Nanoscale Research Letters, 2014
We report in vitro and in vivo magnetic resonance (MR) imaging of C6 glioma cells with a novel acetylated 3-aminopropyltrimethoxysilane (APTS)-coated iron oxide nanoparticles (Fe 3 O 4 NPs). In the present study, APTS-coated Fe 3 O 4 NPs were formed via a one-step hydrothermal approach and then chemically modified with acetic anhydride to generate surface charge-neutralized NPs. Prussian blue staining and transmission electron microscopy (TEM) data showed that acetylated APTS-coated Fe 3 O 4 NPs can be taken up by cells.
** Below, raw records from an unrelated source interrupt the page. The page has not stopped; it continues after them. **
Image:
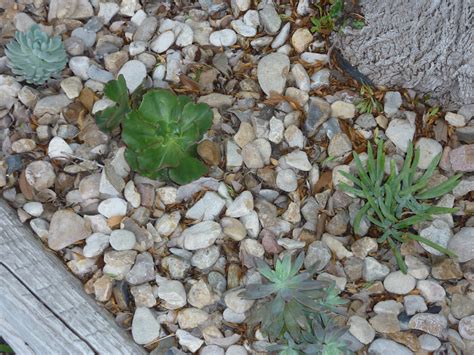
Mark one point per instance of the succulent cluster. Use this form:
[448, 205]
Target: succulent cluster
[295, 309]
[36, 57]
[393, 203]
[160, 129]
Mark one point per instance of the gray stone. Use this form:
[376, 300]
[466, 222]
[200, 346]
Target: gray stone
[392, 102]
[122, 239]
[201, 235]
[272, 71]
[431, 291]
[373, 270]
[143, 295]
[95, 245]
[429, 342]
[237, 303]
[429, 149]
[400, 132]
[172, 293]
[66, 228]
[270, 19]
[145, 327]
[204, 258]
[386, 346]
[223, 38]
[399, 283]
[143, 270]
[462, 244]
[190, 318]
[414, 304]
[434, 324]
[438, 232]
[134, 73]
[361, 329]
[241, 206]
[466, 328]
[286, 180]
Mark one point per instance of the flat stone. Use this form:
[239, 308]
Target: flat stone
[143, 295]
[429, 149]
[223, 38]
[462, 244]
[339, 145]
[462, 158]
[385, 346]
[188, 341]
[429, 342]
[392, 102]
[373, 270]
[434, 324]
[66, 228]
[385, 323]
[270, 19]
[301, 39]
[145, 327]
[414, 304]
[399, 283]
[272, 72]
[122, 239]
[59, 149]
[163, 42]
[438, 232]
[400, 132]
[237, 303]
[95, 245]
[190, 318]
[143, 270]
[431, 291]
[172, 293]
[361, 329]
[113, 207]
[342, 109]
[286, 180]
[201, 235]
[134, 73]
[168, 223]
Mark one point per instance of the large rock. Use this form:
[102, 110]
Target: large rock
[383, 51]
[66, 228]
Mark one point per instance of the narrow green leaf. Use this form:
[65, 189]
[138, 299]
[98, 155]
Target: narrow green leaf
[441, 189]
[432, 244]
[401, 263]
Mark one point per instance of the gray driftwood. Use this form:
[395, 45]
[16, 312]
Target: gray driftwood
[425, 45]
[43, 307]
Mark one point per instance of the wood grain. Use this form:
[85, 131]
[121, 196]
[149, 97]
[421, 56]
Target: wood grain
[43, 307]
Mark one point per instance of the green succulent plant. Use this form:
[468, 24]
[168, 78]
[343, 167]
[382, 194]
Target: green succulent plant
[322, 338]
[36, 57]
[294, 296]
[160, 129]
[393, 203]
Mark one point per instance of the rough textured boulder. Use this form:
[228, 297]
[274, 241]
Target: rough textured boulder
[425, 45]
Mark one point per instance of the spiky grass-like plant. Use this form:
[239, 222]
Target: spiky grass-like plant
[393, 203]
[36, 57]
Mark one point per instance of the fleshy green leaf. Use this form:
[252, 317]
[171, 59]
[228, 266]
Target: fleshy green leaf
[112, 117]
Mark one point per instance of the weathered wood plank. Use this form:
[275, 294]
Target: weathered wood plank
[46, 304]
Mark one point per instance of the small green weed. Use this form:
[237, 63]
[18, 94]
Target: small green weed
[160, 129]
[368, 103]
[393, 203]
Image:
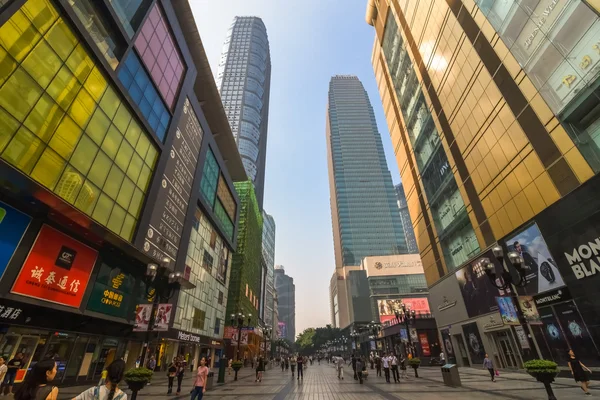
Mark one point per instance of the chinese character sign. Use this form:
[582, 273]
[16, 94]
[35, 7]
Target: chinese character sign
[57, 269]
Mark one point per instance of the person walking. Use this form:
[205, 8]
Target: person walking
[578, 370]
[109, 390]
[386, 367]
[36, 385]
[489, 365]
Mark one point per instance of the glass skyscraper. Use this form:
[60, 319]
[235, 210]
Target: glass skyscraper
[244, 80]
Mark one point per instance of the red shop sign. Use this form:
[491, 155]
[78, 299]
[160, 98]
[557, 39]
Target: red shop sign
[57, 269]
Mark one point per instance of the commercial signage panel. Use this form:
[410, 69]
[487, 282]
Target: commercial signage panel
[57, 269]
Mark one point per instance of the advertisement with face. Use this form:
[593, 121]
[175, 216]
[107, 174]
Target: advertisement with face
[476, 288]
[542, 272]
[474, 343]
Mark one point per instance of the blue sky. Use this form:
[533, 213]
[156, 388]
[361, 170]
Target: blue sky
[311, 40]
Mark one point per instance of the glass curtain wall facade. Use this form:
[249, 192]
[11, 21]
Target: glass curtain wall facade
[244, 80]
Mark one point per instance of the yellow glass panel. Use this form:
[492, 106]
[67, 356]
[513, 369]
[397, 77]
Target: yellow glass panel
[128, 227]
[113, 182]
[103, 208]
[100, 169]
[96, 84]
[48, 169]
[23, 150]
[61, 39]
[112, 141]
[7, 65]
[42, 63]
[87, 198]
[69, 184]
[82, 108]
[84, 155]
[41, 13]
[125, 193]
[115, 222]
[136, 202]
[8, 126]
[144, 178]
[124, 155]
[65, 138]
[133, 132]
[64, 87]
[80, 63]
[18, 36]
[19, 94]
[98, 126]
[110, 102]
[44, 118]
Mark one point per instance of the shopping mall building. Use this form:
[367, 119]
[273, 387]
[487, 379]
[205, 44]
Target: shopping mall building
[494, 113]
[115, 153]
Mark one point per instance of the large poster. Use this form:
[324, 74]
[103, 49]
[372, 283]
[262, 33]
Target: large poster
[474, 343]
[542, 272]
[57, 269]
[476, 288]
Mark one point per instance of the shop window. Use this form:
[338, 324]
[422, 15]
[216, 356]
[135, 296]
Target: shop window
[64, 125]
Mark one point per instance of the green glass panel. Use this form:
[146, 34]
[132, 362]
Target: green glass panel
[48, 168]
[82, 108]
[18, 36]
[80, 63]
[23, 150]
[98, 126]
[112, 141]
[64, 87]
[124, 155]
[44, 118]
[87, 198]
[100, 169]
[69, 184]
[61, 39]
[19, 94]
[65, 138]
[42, 63]
[84, 155]
[103, 208]
[113, 182]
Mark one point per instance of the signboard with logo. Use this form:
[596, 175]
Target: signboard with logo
[57, 269]
[13, 224]
[112, 293]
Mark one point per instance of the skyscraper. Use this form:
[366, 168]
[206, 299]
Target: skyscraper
[365, 215]
[244, 80]
[409, 232]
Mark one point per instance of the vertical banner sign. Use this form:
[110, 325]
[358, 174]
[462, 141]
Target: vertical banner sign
[163, 232]
[142, 317]
[57, 269]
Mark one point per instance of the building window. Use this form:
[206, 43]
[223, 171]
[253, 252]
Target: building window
[137, 82]
[63, 124]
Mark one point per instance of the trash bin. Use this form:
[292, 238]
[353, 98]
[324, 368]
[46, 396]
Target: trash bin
[210, 380]
[450, 375]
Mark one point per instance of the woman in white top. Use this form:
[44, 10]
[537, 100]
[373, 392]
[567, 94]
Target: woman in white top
[110, 390]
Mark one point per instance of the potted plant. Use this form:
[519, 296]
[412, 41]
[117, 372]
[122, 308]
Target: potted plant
[236, 365]
[136, 379]
[415, 363]
[543, 371]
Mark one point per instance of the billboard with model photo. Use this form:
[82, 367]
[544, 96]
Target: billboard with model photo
[542, 272]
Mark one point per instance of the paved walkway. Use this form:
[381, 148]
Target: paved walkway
[321, 383]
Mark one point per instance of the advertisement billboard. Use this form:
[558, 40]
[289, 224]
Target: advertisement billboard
[56, 270]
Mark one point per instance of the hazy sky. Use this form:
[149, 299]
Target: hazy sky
[311, 40]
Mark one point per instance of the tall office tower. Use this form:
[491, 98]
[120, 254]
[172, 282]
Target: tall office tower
[493, 112]
[365, 215]
[286, 304]
[244, 81]
[268, 265]
[409, 232]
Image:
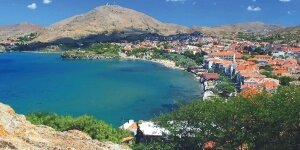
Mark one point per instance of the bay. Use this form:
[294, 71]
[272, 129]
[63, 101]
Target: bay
[110, 90]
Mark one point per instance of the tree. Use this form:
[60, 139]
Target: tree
[97, 129]
[262, 121]
[225, 88]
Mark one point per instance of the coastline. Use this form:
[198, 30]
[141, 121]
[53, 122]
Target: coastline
[166, 63]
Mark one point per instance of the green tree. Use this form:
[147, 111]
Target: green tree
[261, 122]
[97, 129]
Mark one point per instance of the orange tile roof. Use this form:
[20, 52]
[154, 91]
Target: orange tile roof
[249, 92]
[226, 53]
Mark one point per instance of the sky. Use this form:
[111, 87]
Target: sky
[183, 12]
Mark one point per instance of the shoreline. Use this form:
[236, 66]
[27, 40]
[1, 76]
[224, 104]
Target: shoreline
[166, 63]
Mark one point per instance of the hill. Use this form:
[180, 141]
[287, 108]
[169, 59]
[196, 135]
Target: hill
[18, 30]
[18, 133]
[107, 20]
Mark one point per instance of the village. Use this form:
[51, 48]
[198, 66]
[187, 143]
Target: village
[247, 67]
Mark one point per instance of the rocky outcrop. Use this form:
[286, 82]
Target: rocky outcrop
[16, 133]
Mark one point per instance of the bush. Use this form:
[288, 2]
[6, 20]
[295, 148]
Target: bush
[95, 128]
[263, 121]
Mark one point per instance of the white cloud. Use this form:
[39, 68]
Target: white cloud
[284, 0]
[175, 0]
[253, 8]
[32, 6]
[47, 1]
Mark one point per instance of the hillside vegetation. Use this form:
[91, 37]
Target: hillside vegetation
[263, 121]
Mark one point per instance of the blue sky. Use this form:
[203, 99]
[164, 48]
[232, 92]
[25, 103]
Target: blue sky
[184, 12]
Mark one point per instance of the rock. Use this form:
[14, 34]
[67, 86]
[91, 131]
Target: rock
[18, 133]
[2, 49]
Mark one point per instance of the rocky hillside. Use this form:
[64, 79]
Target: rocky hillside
[17, 133]
[106, 20]
[18, 30]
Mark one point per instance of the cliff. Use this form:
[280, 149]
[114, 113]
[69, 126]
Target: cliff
[18, 133]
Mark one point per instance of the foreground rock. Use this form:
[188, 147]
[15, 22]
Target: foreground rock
[18, 133]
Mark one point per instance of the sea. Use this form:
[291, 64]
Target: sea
[111, 90]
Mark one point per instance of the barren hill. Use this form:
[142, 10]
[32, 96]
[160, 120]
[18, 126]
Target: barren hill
[15, 31]
[106, 20]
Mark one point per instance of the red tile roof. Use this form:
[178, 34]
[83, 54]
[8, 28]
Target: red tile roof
[211, 76]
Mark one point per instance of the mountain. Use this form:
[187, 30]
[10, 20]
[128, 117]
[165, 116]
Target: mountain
[18, 30]
[17, 133]
[106, 20]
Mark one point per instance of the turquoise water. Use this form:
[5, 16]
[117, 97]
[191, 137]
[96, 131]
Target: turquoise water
[114, 91]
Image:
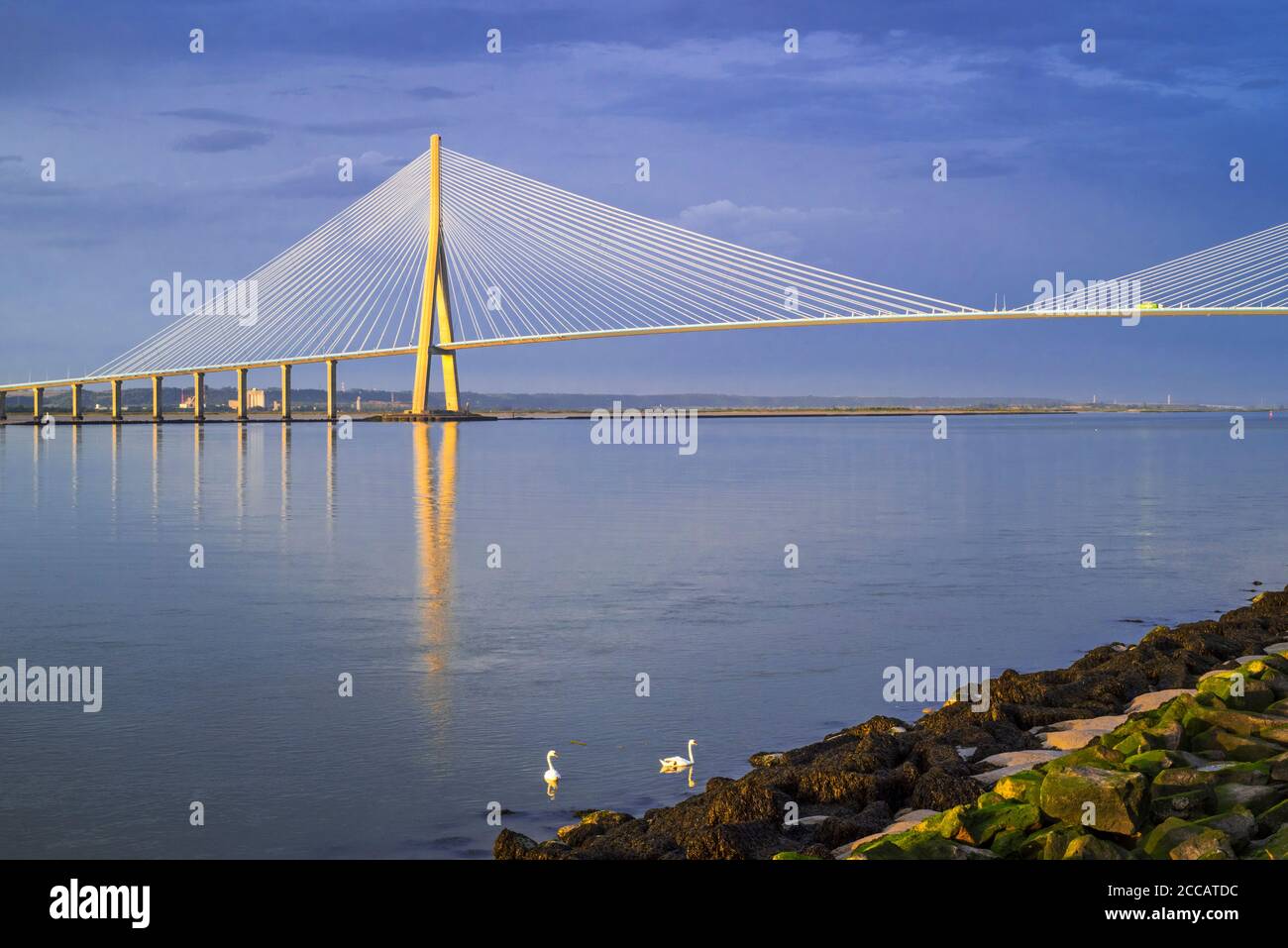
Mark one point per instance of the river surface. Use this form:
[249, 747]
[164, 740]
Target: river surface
[376, 557]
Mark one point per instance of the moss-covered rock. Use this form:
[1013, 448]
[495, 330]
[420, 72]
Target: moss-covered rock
[980, 824]
[1024, 786]
[1273, 848]
[1094, 848]
[1051, 843]
[1151, 763]
[1112, 801]
[1207, 843]
[1237, 824]
[1234, 746]
[1162, 839]
[1256, 798]
[1269, 820]
[1186, 804]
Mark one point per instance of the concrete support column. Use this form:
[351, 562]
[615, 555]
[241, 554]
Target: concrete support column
[286, 393]
[198, 395]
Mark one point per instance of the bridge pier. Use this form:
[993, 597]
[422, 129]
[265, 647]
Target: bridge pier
[286, 391]
[198, 395]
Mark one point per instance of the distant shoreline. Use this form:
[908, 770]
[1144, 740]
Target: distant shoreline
[91, 417]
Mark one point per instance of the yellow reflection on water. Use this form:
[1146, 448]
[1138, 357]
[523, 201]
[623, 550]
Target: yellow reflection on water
[436, 498]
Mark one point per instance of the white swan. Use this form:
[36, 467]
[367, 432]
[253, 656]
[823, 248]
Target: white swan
[679, 762]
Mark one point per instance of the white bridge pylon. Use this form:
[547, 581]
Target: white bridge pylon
[526, 262]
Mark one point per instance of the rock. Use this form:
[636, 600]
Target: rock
[1256, 694]
[1162, 839]
[1254, 798]
[1072, 736]
[1094, 848]
[1234, 746]
[1244, 723]
[1186, 804]
[936, 790]
[978, 826]
[1151, 763]
[837, 828]
[1119, 797]
[1206, 844]
[1237, 824]
[1279, 767]
[1271, 819]
[919, 846]
[1019, 758]
[734, 841]
[906, 820]
[511, 845]
[1104, 724]
[1051, 843]
[1273, 848]
[1150, 700]
[1024, 786]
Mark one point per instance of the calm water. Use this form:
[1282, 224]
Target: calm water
[370, 557]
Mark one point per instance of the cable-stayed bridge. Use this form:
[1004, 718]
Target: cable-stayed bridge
[452, 254]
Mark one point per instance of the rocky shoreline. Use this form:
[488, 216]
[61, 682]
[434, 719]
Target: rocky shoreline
[1173, 747]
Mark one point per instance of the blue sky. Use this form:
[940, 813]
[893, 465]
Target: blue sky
[1094, 165]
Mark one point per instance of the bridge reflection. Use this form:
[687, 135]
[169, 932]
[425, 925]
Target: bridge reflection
[436, 501]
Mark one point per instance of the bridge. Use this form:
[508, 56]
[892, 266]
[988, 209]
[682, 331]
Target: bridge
[452, 254]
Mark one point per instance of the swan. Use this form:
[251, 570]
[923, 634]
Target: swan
[679, 762]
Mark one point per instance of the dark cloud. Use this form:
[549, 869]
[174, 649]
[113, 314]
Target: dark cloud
[222, 141]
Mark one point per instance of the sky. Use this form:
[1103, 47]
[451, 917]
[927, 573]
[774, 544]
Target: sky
[1089, 163]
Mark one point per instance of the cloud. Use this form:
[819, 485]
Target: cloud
[372, 127]
[432, 93]
[217, 115]
[772, 230]
[222, 141]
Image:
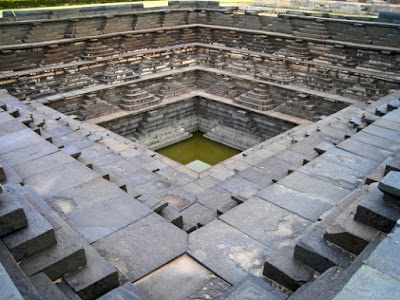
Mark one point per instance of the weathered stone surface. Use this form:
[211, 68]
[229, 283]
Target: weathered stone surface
[227, 252]
[310, 207]
[390, 184]
[314, 187]
[126, 291]
[368, 283]
[284, 269]
[316, 253]
[12, 216]
[143, 246]
[171, 282]
[46, 288]
[252, 287]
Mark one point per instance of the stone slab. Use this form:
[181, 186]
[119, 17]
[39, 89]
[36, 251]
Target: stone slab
[24, 155]
[67, 255]
[46, 288]
[62, 178]
[284, 269]
[331, 172]
[374, 211]
[305, 206]
[18, 140]
[227, 252]
[183, 278]
[143, 246]
[267, 223]
[322, 190]
[7, 288]
[107, 217]
[390, 184]
[126, 291]
[386, 257]
[313, 251]
[365, 150]
[368, 283]
[12, 216]
[42, 164]
[17, 276]
[252, 287]
[216, 199]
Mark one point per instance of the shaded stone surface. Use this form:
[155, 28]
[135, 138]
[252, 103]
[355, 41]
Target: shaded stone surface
[142, 247]
[269, 224]
[183, 278]
[227, 252]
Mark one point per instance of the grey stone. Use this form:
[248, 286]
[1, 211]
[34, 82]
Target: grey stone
[390, 184]
[126, 291]
[153, 241]
[18, 277]
[12, 216]
[170, 283]
[252, 287]
[284, 269]
[67, 255]
[36, 236]
[46, 288]
[61, 178]
[227, 252]
[306, 206]
[368, 283]
[267, 223]
[313, 251]
[7, 288]
[314, 187]
[374, 211]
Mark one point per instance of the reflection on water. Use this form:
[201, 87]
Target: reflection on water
[198, 152]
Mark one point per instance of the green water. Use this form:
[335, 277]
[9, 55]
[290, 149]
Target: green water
[198, 148]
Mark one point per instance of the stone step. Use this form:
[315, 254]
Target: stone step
[17, 276]
[46, 288]
[332, 281]
[12, 215]
[126, 291]
[376, 212]
[250, 286]
[36, 236]
[8, 290]
[285, 270]
[64, 257]
[314, 251]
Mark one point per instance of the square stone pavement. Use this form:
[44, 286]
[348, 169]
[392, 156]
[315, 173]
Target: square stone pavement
[228, 252]
[142, 247]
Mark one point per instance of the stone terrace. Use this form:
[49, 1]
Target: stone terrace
[309, 211]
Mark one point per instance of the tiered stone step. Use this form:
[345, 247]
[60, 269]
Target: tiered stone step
[136, 98]
[95, 50]
[258, 98]
[276, 71]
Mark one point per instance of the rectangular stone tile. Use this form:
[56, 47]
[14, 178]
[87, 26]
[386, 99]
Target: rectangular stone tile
[314, 187]
[376, 141]
[227, 252]
[365, 150]
[301, 204]
[383, 133]
[18, 140]
[269, 224]
[368, 283]
[27, 154]
[350, 160]
[62, 178]
[143, 246]
[42, 164]
[336, 174]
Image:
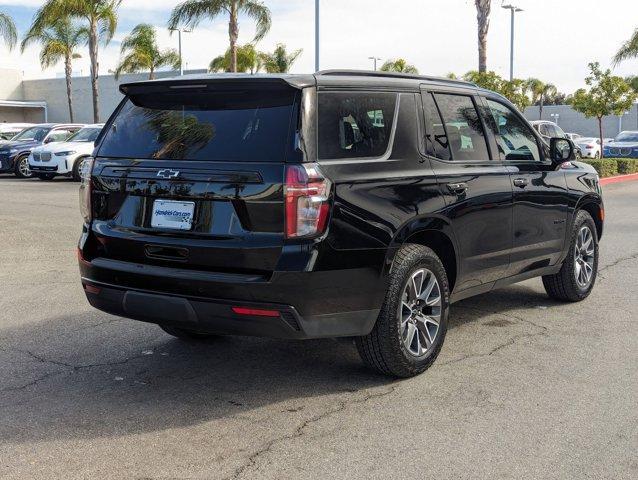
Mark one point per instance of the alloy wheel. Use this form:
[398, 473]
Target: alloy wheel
[420, 312]
[584, 251]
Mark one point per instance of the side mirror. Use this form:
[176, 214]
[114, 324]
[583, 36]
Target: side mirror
[561, 150]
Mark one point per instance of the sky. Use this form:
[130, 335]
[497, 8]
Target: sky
[554, 39]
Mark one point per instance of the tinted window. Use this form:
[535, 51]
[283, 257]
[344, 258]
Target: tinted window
[436, 138]
[232, 126]
[355, 125]
[514, 138]
[463, 127]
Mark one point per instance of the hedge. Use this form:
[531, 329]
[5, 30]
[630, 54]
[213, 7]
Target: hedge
[608, 167]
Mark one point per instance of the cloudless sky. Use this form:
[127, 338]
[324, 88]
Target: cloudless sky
[555, 39]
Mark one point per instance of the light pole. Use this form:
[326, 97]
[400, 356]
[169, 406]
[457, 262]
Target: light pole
[316, 35]
[513, 10]
[181, 61]
[374, 59]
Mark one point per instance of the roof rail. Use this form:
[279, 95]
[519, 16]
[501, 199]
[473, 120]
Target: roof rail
[409, 76]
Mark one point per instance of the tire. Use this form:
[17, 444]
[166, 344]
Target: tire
[187, 335]
[76, 171]
[568, 284]
[385, 349]
[19, 169]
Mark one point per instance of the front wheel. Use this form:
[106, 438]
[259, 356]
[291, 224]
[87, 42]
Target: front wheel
[576, 278]
[412, 324]
[22, 169]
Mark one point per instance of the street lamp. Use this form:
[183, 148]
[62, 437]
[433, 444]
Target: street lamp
[513, 10]
[181, 62]
[316, 35]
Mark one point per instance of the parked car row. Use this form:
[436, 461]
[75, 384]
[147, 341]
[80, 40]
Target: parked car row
[48, 150]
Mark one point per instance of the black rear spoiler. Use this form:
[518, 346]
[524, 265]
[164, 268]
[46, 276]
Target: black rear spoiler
[216, 82]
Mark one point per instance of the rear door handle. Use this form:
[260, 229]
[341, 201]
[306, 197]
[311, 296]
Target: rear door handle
[457, 188]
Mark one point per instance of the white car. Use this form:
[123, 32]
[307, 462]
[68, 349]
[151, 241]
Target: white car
[65, 158]
[589, 146]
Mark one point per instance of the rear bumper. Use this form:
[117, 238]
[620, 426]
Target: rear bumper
[217, 316]
[335, 303]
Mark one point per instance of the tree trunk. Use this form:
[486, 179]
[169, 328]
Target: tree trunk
[68, 71]
[233, 35]
[600, 132]
[483, 20]
[93, 52]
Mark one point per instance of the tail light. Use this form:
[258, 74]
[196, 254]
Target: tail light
[85, 189]
[306, 192]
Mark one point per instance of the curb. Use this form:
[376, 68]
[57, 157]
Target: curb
[619, 178]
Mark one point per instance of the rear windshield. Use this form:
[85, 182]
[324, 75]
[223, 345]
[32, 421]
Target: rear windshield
[239, 126]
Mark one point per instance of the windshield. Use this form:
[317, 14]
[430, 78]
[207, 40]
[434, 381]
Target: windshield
[85, 135]
[234, 125]
[34, 133]
[627, 137]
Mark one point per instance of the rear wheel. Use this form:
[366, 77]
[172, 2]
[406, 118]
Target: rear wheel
[411, 327]
[188, 335]
[576, 278]
[21, 168]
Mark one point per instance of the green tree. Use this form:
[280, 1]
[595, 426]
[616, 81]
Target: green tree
[540, 91]
[399, 65]
[628, 50]
[191, 12]
[483, 8]
[141, 52]
[8, 32]
[607, 95]
[280, 61]
[59, 43]
[248, 60]
[100, 21]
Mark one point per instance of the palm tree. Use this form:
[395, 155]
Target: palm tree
[540, 91]
[144, 53]
[8, 31]
[191, 12]
[483, 8]
[59, 42]
[280, 61]
[101, 21]
[399, 65]
[628, 50]
[248, 60]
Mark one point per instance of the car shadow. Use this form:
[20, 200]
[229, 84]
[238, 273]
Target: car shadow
[83, 376]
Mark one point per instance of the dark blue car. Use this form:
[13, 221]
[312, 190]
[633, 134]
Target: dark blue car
[14, 154]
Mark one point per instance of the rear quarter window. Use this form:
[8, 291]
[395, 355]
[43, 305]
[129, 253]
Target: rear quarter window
[239, 126]
[355, 124]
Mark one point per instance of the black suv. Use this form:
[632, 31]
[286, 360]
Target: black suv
[340, 204]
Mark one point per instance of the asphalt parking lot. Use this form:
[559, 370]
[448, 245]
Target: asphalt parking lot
[524, 388]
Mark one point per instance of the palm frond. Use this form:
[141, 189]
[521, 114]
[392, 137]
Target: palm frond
[8, 30]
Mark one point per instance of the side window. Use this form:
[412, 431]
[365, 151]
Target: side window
[514, 138]
[355, 124]
[436, 139]
[463, 127]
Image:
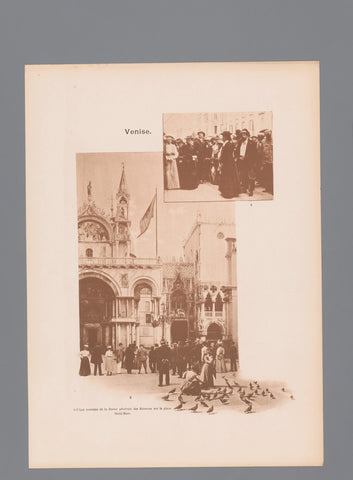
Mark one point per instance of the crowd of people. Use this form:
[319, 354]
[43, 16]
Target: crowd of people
[236, 163]
[197, 362]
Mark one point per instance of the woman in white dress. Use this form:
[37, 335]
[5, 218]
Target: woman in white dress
[85, 368]
[171, 168]
[220, 362]
[109, 356]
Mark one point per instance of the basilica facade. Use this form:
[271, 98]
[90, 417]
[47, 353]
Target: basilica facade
[126, 299]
Combined morphological observation, cell viability, and flow cytometric analysis of the cell cycle indicated that the acetylated APTS-coated Fe 3 O 4 NPs did not significantly affect cell morphology, viability, or cell cycle, indicating their good biocompatibility. Finally, the acetylated APTS-coated Fe 3 O 4 nanoparticles were used in magnetic resonance imaging of C6 glioma. Our results showed that the developed acetylated APTS-coated Fe 3 O 4 NPs can be used as an effective labeling agent to detect C6 glioma cells in vitro and in vivo for MR imaging. The results from the present study indicate that the developed acetylated APTS-coated Fe 3 O 4 NPs have a potential application in MR imaging.